Dayat shuddered. "Alright, let's get out of here! Which way to the nearest town? You said earlier you detected a structure 15 meters away, is there a path?"
"There are remnants of an ancient path to the Northwest, covered in vegetation but the soil structure is still compact. That is the fastest route out of this dense forest zone."
They started walking again. This time, Dayat's steps were a bit more cautious. This forest wasn't just wilderness. It was a graveyard of a failed high-tech civilization. And he, Hidayat Nur Mustafidl, only had a folding knife and a robot (candidate) wife to face it.
"Dol," Dayat asked as they began walking away from the pillar.
"Yes, Master?"
"If they were so advanced back then, why is it destroyed now? Why is it just a forest again?"
Dola was silent for a moment, processing that philosophical question with the database of human civilization history she possessed.
"All systems have a saturation point, Master. Whether it's a bug in the code, data corruption, or resource depletion.

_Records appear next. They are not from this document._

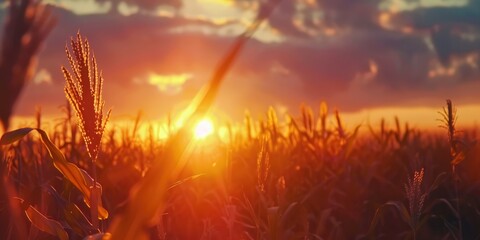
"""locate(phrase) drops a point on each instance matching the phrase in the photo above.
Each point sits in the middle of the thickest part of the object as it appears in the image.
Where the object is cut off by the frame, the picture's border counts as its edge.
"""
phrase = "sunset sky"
(374, 58)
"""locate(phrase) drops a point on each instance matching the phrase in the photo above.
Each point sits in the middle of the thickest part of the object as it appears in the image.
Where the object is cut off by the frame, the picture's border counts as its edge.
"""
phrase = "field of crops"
(302, 177)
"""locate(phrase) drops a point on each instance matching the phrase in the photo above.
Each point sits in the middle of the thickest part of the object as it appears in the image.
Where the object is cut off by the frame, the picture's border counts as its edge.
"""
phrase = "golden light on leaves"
(203, 129)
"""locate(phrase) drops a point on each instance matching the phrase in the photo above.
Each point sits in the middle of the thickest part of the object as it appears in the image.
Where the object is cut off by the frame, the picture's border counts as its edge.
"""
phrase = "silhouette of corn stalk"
(84, 92)
(27, 25)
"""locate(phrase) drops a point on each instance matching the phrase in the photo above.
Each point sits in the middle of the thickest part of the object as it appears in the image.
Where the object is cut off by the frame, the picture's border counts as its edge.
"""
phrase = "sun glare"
(203, 129)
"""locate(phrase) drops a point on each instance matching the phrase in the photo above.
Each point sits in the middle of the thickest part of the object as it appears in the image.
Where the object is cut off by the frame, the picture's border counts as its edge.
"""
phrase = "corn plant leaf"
(15, 135)
(46, 224)
(78, 177)
(99, 236)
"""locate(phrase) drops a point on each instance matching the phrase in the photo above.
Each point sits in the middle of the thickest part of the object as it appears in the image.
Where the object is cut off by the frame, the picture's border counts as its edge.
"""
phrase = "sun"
(203, 129)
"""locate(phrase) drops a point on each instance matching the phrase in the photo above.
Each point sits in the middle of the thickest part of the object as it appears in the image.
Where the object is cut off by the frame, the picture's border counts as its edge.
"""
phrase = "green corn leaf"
(46, 224)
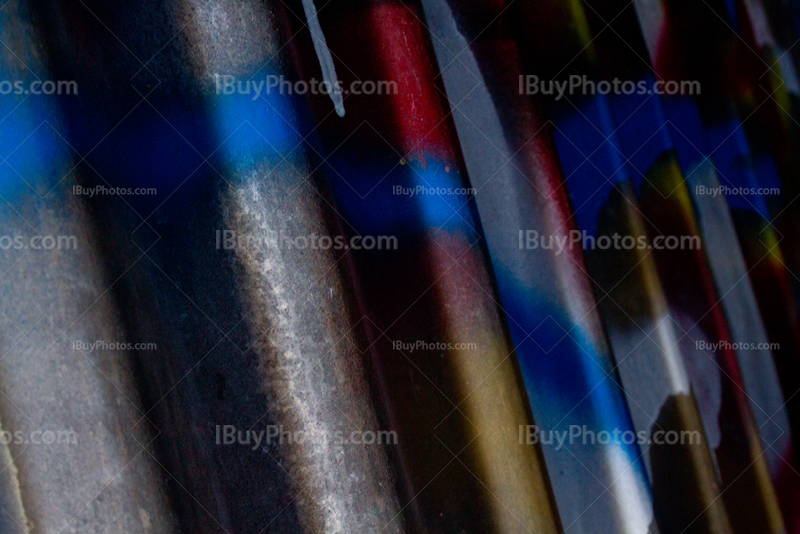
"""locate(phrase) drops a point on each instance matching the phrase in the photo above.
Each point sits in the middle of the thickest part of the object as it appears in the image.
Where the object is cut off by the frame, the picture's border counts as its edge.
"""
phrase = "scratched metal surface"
(251, 334)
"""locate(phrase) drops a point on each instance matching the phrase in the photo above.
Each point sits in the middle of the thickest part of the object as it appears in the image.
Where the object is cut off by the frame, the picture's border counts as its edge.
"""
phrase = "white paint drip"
(324, 55)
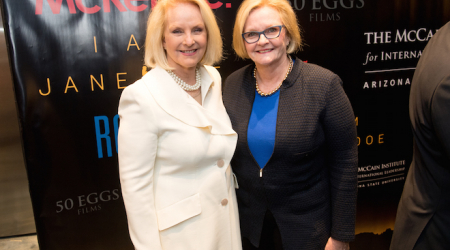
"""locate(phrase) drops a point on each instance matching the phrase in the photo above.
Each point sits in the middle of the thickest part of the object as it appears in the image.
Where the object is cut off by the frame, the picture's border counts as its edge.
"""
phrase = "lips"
(188, 51)
(264, 51)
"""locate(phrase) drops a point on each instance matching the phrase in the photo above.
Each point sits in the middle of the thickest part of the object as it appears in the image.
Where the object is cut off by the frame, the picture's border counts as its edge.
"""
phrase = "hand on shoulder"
(333, 244)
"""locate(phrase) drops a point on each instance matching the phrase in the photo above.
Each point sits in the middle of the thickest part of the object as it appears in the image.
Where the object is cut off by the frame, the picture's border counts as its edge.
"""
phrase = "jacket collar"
(179, 104)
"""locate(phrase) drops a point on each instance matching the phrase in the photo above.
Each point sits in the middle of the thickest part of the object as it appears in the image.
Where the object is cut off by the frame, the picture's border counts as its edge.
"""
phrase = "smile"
(188, 51)
(265, 51)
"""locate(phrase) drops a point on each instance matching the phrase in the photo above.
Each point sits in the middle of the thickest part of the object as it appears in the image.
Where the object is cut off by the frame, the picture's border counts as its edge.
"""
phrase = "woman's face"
(266, 52)
(185, 36)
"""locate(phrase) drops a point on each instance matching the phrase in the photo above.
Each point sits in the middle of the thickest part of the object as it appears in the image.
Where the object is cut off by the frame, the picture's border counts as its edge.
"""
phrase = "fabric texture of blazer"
(174, 162)
(423, 215)
(310, 182)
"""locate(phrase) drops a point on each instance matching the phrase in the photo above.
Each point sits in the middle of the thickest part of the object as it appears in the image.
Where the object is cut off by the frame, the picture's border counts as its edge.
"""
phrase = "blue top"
(262, 127)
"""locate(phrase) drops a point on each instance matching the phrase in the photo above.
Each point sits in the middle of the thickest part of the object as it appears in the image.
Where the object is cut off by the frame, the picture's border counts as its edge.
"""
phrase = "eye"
(272, 30)
(198, 30)
(251, 34)
(177, 31)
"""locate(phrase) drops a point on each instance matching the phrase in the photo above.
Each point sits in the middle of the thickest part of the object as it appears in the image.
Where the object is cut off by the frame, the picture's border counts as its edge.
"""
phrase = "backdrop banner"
(71, 59)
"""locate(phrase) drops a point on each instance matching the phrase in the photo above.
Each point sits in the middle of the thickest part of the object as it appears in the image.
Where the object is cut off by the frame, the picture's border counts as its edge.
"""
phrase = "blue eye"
(198, 30)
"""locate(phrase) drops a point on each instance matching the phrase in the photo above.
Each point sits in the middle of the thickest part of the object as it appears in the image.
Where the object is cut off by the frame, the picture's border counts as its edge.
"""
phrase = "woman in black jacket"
(296, 156)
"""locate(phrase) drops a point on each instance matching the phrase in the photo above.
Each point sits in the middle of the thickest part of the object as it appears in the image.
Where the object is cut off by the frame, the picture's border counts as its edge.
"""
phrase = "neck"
(186, 74)
(270, 76)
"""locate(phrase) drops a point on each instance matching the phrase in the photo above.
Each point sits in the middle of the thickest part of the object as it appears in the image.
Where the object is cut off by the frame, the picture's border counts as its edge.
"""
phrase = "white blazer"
(174, 161)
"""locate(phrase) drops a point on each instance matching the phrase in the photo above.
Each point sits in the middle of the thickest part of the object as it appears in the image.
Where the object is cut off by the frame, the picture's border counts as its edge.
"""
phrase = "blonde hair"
(287, 16)
(155, 54)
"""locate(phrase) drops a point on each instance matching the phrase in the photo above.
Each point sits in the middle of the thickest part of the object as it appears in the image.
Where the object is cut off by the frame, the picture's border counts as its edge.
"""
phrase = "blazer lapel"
(179, 104)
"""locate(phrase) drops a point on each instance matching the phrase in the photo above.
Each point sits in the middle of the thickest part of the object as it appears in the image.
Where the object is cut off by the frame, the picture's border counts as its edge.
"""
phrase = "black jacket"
(310, 181)
(423, 215)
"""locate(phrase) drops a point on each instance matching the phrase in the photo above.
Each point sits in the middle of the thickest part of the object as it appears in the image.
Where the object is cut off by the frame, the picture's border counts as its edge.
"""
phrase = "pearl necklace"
(276, 89)
(183, 84)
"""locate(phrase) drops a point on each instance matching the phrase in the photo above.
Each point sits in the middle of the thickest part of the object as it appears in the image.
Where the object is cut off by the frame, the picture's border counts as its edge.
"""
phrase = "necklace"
(278, 87)
(183, 84)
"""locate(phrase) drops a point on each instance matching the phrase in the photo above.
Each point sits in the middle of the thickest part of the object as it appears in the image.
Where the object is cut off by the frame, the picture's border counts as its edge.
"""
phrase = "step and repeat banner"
(71, 59)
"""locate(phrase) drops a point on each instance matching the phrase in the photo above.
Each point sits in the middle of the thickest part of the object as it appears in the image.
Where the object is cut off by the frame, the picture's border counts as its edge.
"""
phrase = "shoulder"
(316, 74)
(139, 89)
(212, 72)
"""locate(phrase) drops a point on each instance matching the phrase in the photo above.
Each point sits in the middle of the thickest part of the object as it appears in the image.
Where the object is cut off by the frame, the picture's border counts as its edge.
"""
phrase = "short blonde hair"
(287, 16)
(155, 54)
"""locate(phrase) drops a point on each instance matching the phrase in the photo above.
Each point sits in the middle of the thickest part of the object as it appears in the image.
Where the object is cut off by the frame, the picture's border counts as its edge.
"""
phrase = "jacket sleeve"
(137, 143)
(342, 158)
(440, 113)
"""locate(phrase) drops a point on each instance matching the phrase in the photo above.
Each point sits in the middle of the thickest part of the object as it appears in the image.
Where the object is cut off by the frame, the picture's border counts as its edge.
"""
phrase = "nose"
(188, 40)
(262, 39)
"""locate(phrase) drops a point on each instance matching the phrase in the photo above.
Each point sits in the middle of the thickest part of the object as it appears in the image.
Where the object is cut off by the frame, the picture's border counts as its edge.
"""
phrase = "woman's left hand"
(333, 244)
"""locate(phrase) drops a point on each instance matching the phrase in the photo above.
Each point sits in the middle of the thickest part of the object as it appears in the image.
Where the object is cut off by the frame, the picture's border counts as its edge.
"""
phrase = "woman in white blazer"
(175, 137)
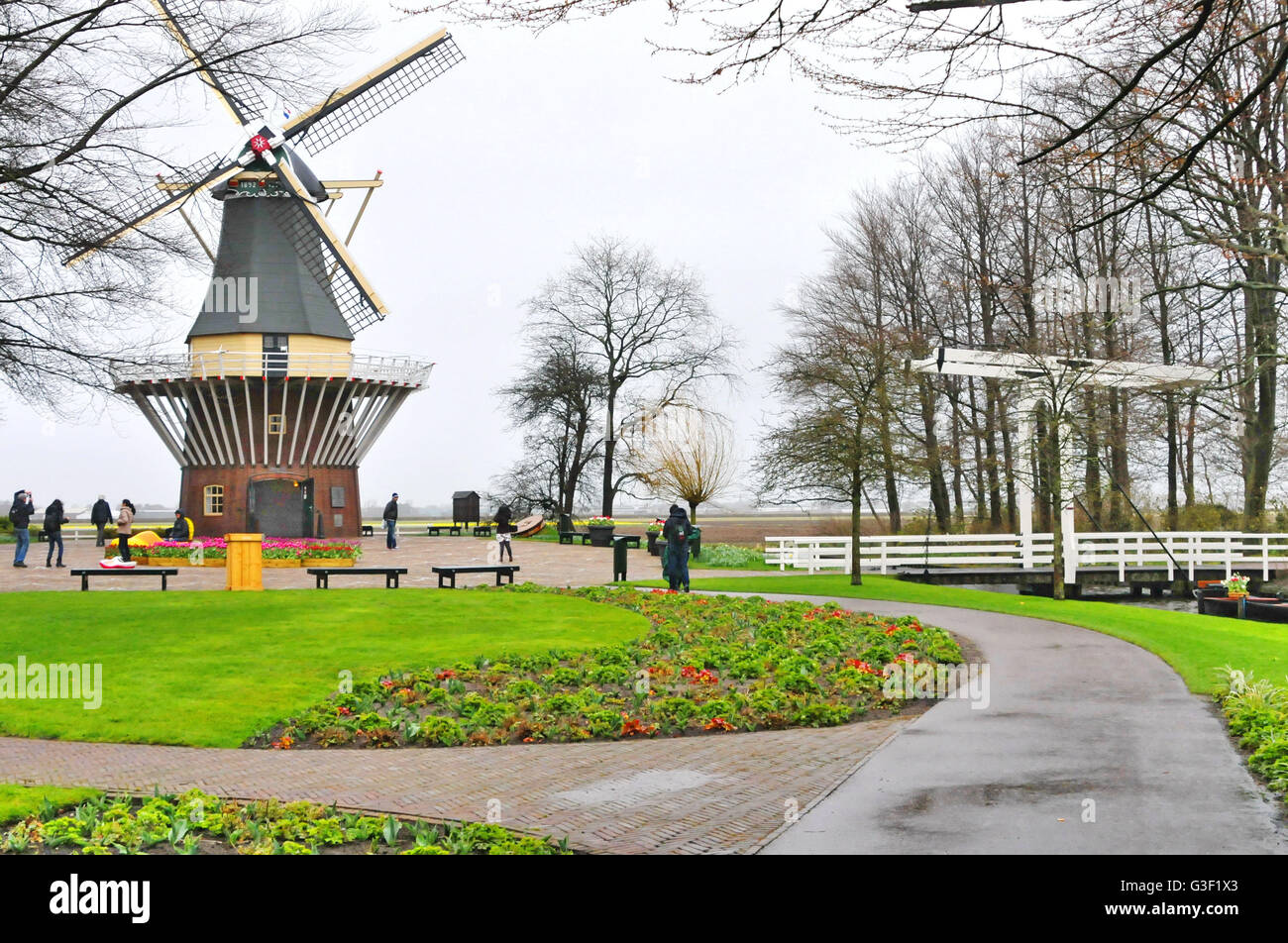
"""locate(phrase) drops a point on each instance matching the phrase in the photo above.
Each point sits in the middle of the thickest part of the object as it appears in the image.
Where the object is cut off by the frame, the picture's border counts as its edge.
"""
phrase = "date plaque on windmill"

Perhaps they were too greedy in harvesting Mana. Or perhaps... they created something they could not control."
Dayat stared at Dola's back. Creating something they couldn't control.
"Like AI?" Dayat quipped mischievously.
Dola turned slightly. Her blue eyes glinted mysteriously.
"Perhaps. But at least, your AI is still obedient to protocols... for now."
That answer should have been reassuring, but somehow, Dayat sensed a subtle tone of sarcasm there. Dayat laughed awkwardly.
"Haha... you're funny, Dol. Where did you learn to crack jokes?"
"I am not joking. That was a probability analysis."
They continued walking, piercing through the shadows of giant trees. In Dayat's pocket, the ancient coin felt warm for a second, reacting very faintly to Dayat's Mana aura, as if recognizing a new master who possessed the same energy as its creator long ago. But the reaction was too small to be noticed by Dayat, or Dola's sensors which were focused on scanning the path.
The road to civilization was still long, and the mystery of this world had only just had its outer skin peeled back.